Partimos de dos hechos incontestables:

  1. La economía colaborativa es el enfoque que está renovando industrias enteras y que en poco tiempo ha supuesto una verdadera disrupción en los modelos de negocio tradicionales. Muchas empresas han apostado por ello como parte de su futuro, como Daimler con Car2Go, además de la cadenas hoteleras como Accor y Marriott.
  2. La economía colaborativa es casi inexistente en el panorama hotelero español, uno de los más grandes del mundo. Apenas Bemate llamó a una puerta que nunca se ha terminado de abrir.

¿Cómo es posible esta situación tan paradigmática? Puede explicarse de la siguiente manera.

MIEDO A LO DESCONOCIDO…

En España somos muy miedosos con las novedades. El dicho “más vale malo conocido….” define perfectamente nuestro posicionamiento cultural ante los cambios. Recuperando una entrada en este mismo blog de hace un par de años sobre la posición de los taxistas ante Uber en España, la situación sigue igual para los hoteleros. La entrada decía así:

¿Qué hubiese pensado la gente hace 100 años si unos propietarios de coches de caballos hubiesen bloqueado Madrid para impedir con actitud amenazante que se implante el automóvil? Lo mismo que piensan los ciudadanos del siglo 21 con el taxi. Lo mismo.

¿Qué hubiese pensado la gente hace 100 años si unos propietarios de coches de caballos hubiesen bloqueado Madrid para impedir con actitud amenazante que se implante el automóvil? Lo mismo que piensan los ciudadanos del siglo 21 con la cerrazón de los hoteleros y taxistas. Lo mismo.

La entrada describe la situación de los gremios en España, hoteleros y taxistas incluidos. Ni entienden el cambio, ni quieren cambiar. Como ni tan siquiera pueden cambiar, prefieren normas a su medida y que el resto del mundo apechugue con sus enfoques tan innovadores. Ea, ¡que para eso son un monopolio!

¿PARA QUÉ? SI HAY NEGOCIO EN CUALQUIER CASO…

Todos los hoteleros mantienen que conocen Internet. Lo usan, pero ¿lo comprenden? Realmente no, porque ninguno ha sido capaz de generar nuevos modelos de negocio con ello. Lo usan para su operativa diaria, pero no han entendido el potencial de futuro.
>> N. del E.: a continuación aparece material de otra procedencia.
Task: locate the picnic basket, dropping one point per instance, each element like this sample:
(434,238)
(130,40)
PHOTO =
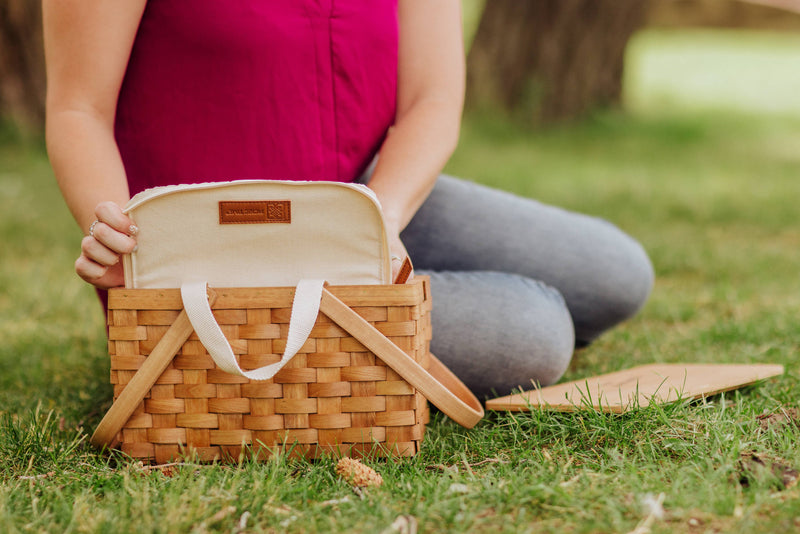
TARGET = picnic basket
(358,386)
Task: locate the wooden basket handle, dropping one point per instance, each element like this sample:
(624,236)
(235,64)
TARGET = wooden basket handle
(440,386)
(105,435)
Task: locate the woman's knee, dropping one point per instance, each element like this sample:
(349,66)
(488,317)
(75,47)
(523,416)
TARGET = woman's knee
(622,282)
(499,331)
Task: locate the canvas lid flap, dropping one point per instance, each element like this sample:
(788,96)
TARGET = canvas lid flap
(257,233)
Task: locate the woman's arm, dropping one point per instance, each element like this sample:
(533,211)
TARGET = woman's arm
(430,98)
(87,46)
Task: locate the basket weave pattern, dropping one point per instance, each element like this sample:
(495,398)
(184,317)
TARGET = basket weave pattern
(334,397)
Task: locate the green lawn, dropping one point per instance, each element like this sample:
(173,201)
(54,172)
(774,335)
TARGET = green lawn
(704,171)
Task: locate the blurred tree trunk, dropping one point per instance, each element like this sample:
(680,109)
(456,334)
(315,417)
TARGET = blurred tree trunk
(551,59)
(22,78)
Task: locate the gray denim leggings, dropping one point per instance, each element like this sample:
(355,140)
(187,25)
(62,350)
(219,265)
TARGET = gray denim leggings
(516,283)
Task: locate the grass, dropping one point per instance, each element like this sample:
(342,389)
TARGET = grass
(709,190)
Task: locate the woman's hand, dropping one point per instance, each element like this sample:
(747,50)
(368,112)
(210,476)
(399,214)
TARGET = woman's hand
(110,236)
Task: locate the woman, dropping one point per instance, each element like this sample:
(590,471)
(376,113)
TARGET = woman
(144,93)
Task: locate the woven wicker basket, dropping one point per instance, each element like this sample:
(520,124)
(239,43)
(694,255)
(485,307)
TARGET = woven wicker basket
(334,397)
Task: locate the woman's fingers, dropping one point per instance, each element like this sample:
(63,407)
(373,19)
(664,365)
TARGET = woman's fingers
(109,237)
(111,214)
(113,230)
(98,275)
(97,252)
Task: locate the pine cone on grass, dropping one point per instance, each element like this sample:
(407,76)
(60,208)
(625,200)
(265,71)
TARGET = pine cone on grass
(357,474)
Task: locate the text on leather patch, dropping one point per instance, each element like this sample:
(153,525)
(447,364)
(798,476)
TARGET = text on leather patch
(255,211)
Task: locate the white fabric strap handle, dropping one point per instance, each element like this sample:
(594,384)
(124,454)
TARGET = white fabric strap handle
(304,314)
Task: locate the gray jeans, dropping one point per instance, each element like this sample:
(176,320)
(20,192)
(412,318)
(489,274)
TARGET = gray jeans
(516,284)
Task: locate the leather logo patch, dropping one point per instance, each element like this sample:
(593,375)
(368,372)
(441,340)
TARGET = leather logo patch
(255,211)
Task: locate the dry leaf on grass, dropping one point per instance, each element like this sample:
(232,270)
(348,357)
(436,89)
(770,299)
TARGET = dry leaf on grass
(779,419)
(750,463)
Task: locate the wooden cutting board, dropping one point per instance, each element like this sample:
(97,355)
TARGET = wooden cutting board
(638,387)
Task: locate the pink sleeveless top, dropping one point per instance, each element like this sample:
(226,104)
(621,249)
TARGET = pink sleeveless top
(257,89)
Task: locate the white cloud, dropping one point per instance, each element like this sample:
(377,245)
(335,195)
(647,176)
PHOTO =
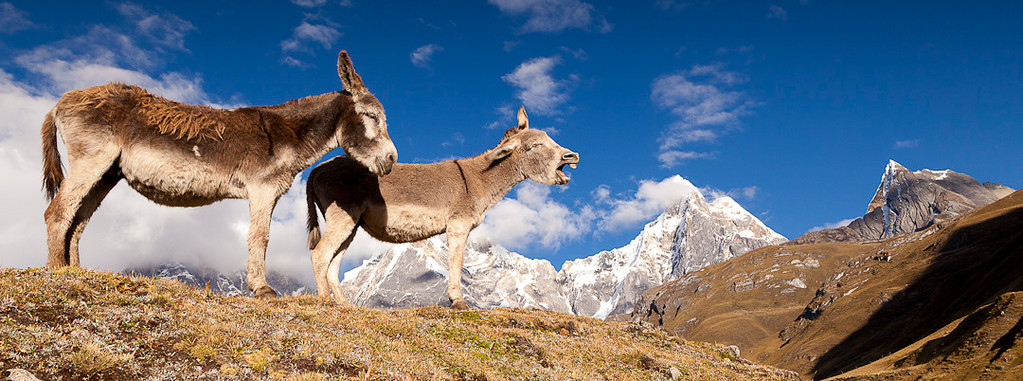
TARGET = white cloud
(538,90)
(314,30)
(650,200)
(309,3)
(60,73)
(844,222)
(775,11)
(167,30)
(554,15)
(420,56)
(307,33)
(909,143)
(706,106)
(671,158)
(532,216)
(12,18)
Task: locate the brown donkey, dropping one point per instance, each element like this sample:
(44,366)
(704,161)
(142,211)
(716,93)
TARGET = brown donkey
(183,155)
(417,201)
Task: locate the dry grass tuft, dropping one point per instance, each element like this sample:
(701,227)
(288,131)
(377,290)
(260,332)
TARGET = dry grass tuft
(75,324)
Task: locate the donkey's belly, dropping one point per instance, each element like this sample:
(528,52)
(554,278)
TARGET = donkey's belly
(404,224)
(179,182)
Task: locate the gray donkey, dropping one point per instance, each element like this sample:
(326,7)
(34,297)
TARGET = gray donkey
(183,155)
(418,201)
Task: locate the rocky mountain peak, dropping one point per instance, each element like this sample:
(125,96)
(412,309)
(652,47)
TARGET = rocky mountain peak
(909,201)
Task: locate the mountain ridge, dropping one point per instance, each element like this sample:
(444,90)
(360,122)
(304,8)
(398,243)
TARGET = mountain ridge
(828,307)
(690,234)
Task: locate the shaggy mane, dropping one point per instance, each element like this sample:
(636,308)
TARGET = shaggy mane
(170,118)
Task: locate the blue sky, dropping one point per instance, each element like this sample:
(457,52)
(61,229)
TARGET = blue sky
(793,108)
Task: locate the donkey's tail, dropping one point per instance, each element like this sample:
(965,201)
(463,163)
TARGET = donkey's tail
(52,171)
(312,223)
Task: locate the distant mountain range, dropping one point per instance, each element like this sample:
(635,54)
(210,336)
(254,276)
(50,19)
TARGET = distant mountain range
(224,284)
(907,202)
(924,286)
(690,235)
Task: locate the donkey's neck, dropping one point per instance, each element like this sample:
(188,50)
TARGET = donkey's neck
(488,183)
(313,122)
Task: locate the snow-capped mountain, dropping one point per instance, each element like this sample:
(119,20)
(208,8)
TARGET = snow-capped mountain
(906,201)
(690,235)
(413,274)
(225,284)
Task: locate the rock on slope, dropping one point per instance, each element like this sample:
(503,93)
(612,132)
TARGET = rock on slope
(224,284)
(690,235)
(942,301)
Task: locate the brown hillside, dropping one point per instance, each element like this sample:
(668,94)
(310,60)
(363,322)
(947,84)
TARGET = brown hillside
(76,324)
(938,302)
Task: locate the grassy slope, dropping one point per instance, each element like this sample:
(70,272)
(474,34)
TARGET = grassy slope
(940,303)
(75,324)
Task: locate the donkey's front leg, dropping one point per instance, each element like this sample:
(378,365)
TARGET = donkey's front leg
(260,209)
(456,248)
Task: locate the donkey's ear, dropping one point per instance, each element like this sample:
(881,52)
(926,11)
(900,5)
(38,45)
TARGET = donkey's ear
(502,151)
(351,80)
(523,119)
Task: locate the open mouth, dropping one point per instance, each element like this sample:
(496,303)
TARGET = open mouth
(562,177)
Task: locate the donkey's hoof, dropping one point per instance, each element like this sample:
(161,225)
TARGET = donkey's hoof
(459,304)
(266,292)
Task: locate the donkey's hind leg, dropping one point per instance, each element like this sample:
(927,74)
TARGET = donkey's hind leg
(339,229)
(85,173)
(89,205)
(261,205)
(334,278)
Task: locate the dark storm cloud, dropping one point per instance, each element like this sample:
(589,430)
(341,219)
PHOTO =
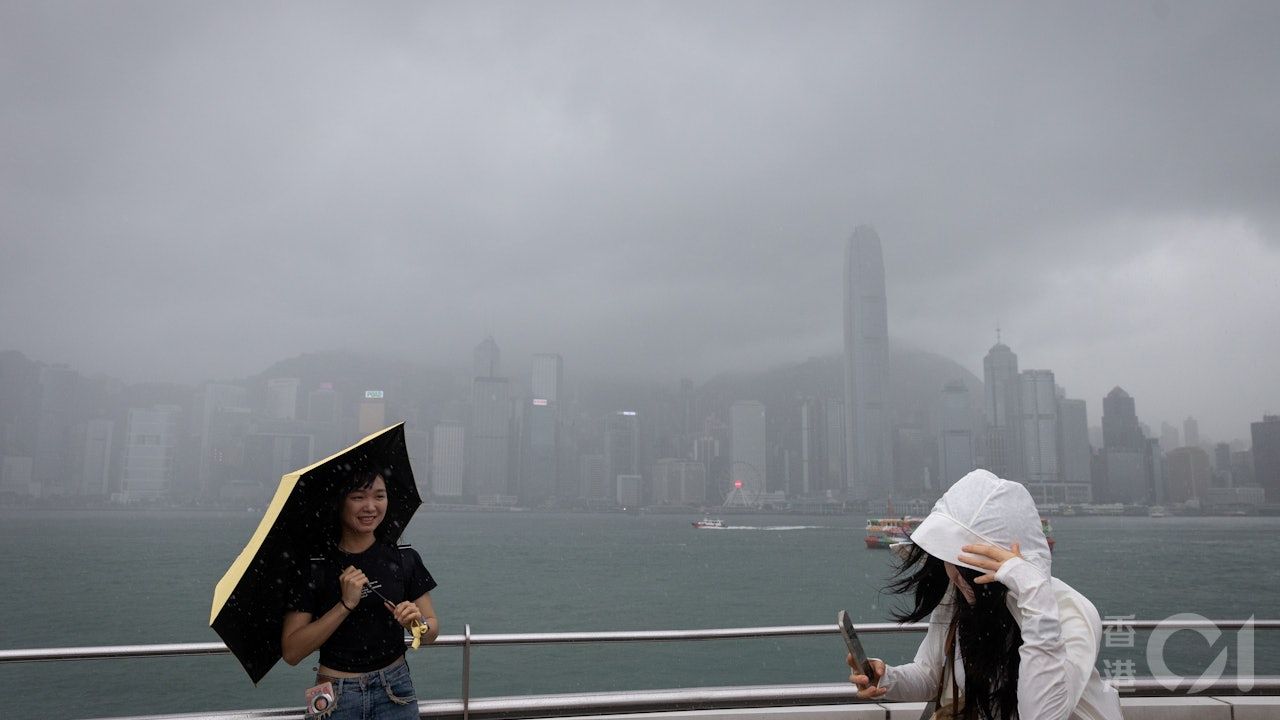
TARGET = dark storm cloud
(196,190)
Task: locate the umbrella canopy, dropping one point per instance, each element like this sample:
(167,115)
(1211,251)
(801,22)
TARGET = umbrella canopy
(248,601)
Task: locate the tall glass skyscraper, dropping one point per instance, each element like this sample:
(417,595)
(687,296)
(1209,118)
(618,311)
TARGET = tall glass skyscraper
(867,436)
(1004,410)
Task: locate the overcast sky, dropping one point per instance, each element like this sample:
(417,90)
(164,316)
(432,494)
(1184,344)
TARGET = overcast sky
(196,190)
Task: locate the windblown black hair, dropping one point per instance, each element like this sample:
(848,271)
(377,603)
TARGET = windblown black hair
(987,636)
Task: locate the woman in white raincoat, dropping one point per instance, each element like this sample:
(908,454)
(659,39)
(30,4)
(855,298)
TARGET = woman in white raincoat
(1006,639)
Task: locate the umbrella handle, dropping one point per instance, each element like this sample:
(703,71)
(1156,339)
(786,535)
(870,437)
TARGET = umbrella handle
(419,629)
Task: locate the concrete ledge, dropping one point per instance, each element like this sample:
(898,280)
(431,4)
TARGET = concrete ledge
(1249,707)
(1175,709)
(1134,709)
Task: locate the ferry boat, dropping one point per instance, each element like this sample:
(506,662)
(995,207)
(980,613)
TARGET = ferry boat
(883,532)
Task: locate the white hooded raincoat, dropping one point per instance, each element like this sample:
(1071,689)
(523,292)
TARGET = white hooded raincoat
(1060,628)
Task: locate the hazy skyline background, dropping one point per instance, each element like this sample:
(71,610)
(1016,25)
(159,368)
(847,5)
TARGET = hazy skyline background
(193,191)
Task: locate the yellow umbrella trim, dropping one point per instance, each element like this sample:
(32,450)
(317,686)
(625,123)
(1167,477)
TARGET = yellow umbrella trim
(282,495)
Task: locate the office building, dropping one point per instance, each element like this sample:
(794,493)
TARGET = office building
(150,456)
(1128,455)
(594,473)
(448,460)
(748,449)
(1040,432)
(621,449)
(489,441)
(1266,456)
(1075,456)
(1188,475)
(547,378)
(1191,432)
(97,458)
(956,437)
(371,413)
(282,399)
(1002,408)
(868,442)
(487,359)
(679,482)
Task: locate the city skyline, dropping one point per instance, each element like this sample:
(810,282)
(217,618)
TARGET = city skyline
(174,446)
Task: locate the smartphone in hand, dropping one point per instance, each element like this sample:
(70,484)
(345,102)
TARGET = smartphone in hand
(855,646)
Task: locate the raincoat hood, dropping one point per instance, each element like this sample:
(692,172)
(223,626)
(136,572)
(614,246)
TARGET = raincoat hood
(982,509)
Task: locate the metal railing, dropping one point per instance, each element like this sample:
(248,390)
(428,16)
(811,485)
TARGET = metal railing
(641,701)
(467,639)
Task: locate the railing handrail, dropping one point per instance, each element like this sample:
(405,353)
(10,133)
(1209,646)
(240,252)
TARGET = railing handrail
(179,650)
(676,700)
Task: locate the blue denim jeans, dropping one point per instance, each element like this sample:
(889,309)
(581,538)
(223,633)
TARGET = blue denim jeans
(382,695)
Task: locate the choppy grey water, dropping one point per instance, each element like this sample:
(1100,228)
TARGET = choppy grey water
(119,578)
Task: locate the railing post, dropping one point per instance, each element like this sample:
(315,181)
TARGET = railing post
(466,671)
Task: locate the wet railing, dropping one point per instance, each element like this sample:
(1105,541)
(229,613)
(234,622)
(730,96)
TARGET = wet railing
(652,701)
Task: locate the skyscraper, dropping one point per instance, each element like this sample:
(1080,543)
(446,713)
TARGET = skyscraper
(1075,456)
(1040,432)
(547,377)
(1266,455)
(867,434)
(1002,406)
(1191,432)
(956,436)
(489,443)
(282,399)
(448,459)
(621,450)
(1125,450)
(748,449)
(150,458)
(487,356)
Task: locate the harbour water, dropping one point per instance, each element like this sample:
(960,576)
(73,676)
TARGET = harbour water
(129,577)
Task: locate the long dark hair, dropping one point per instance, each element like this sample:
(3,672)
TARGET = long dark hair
(986,632)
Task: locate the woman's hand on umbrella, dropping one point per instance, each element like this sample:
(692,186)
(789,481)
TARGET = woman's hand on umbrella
(405,613)
(988,557)
(352,586)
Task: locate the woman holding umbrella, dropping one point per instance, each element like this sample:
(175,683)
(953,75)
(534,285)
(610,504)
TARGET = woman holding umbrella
(362,593)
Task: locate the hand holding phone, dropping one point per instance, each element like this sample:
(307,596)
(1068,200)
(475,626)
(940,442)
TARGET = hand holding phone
(862,662)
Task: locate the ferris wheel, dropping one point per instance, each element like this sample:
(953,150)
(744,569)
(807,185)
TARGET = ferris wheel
(748,486)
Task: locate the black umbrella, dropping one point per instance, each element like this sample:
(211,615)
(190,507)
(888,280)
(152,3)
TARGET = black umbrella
(248,601)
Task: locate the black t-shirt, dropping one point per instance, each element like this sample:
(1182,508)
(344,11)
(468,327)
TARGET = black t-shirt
(369,638)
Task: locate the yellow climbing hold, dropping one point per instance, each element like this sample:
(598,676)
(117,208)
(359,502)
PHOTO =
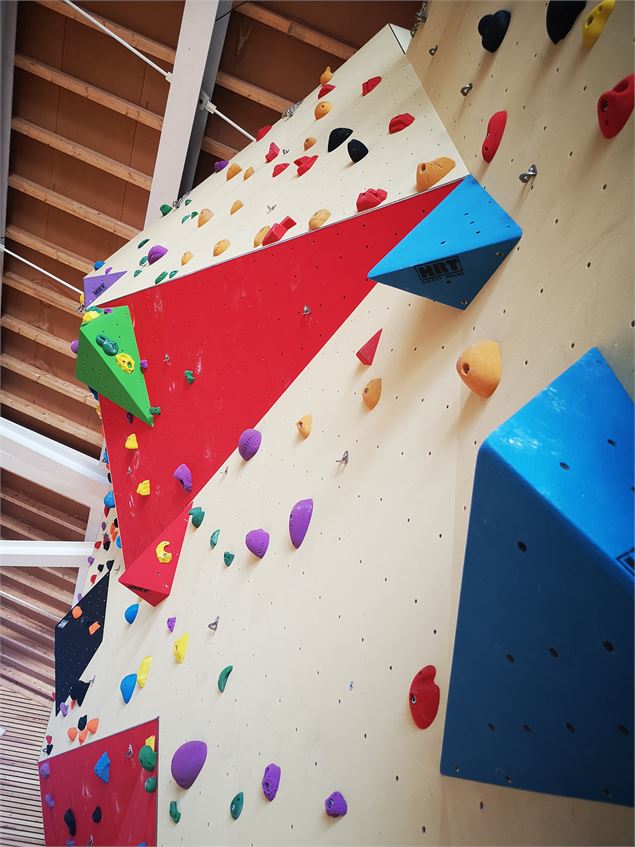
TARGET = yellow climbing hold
(180,647)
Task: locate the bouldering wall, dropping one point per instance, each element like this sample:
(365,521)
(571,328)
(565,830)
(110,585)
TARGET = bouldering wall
(330,659)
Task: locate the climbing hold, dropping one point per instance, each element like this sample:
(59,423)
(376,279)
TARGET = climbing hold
(127,686)
(366,353)
(271,781)
(479,366)
(102,767)
(337,136)
(561,15)
(180,647)
(163,555)
(493,28)
(372,393)
(184,475)
(335,805)
(257,542)
(299,521)
(424,697)
(187,762)
(370,198)
(305,425)
(357,150)
(370,84)
(615,107)
(322,109)
(236,805)
(429,173)
(319,218)
(249,443)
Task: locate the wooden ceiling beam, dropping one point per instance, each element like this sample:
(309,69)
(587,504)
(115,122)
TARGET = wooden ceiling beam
(71,207)
(90,92)
(47,248)
(304,33)
(83,154)
(62,386)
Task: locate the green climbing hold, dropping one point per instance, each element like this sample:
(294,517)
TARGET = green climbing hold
(147,758)
(197,516)
(223,677)
(236,806)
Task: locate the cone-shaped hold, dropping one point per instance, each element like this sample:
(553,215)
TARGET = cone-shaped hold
(429,173)
(187,762)
(335,805)
(338,136)
(271,781)
(372,393)
(223,677)
(366,353)
(127,686)
(615,107)
(299,521)
(495,129)
(305,425)
(493,28)
(357,150)
(480,366)
(249,443)
(596,21)
(102,767)
(424,697)
(370,84)
(561,15)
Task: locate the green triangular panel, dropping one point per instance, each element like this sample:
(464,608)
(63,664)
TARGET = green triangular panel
(103,373)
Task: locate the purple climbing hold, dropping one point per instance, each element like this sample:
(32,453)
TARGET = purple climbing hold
(271,781)
(184,476)
(188,761)
(249,443)
(335,805)
(257,542)
(299,521)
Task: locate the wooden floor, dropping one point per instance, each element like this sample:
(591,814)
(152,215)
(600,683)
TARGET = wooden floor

La gran cuestión es cultural. El mejor paralelismo de Internet que se me ocurre es la imprenta. En ese sentido figurativo, ahora estamos en una situación donde sabemos que existe la imprenta, pero realmente no sabemos hacer uso de ella. Los miedos de unos y el desconocimiento de otros han hecho que la novedad tecnológica se vaya limitando administrativamente. En esta situación, algunos gobiernos sólo permiten a los ciudadanos imprimir las vocales, otros sólo las 10 primera letras del alfabeto y así. Nos da mucho miedo lo que se pueda imprimir. Sin embargo, el problema está en que los gremios de escribas están en contra de la imprenta, porque sólo ellos cuentan con licencias (en un mercado cerrado) para escribir (lo que les ha entrampado de por vida con los prestamistas). Mejor cerrar el esquema más aún, antes que aceptar novedades.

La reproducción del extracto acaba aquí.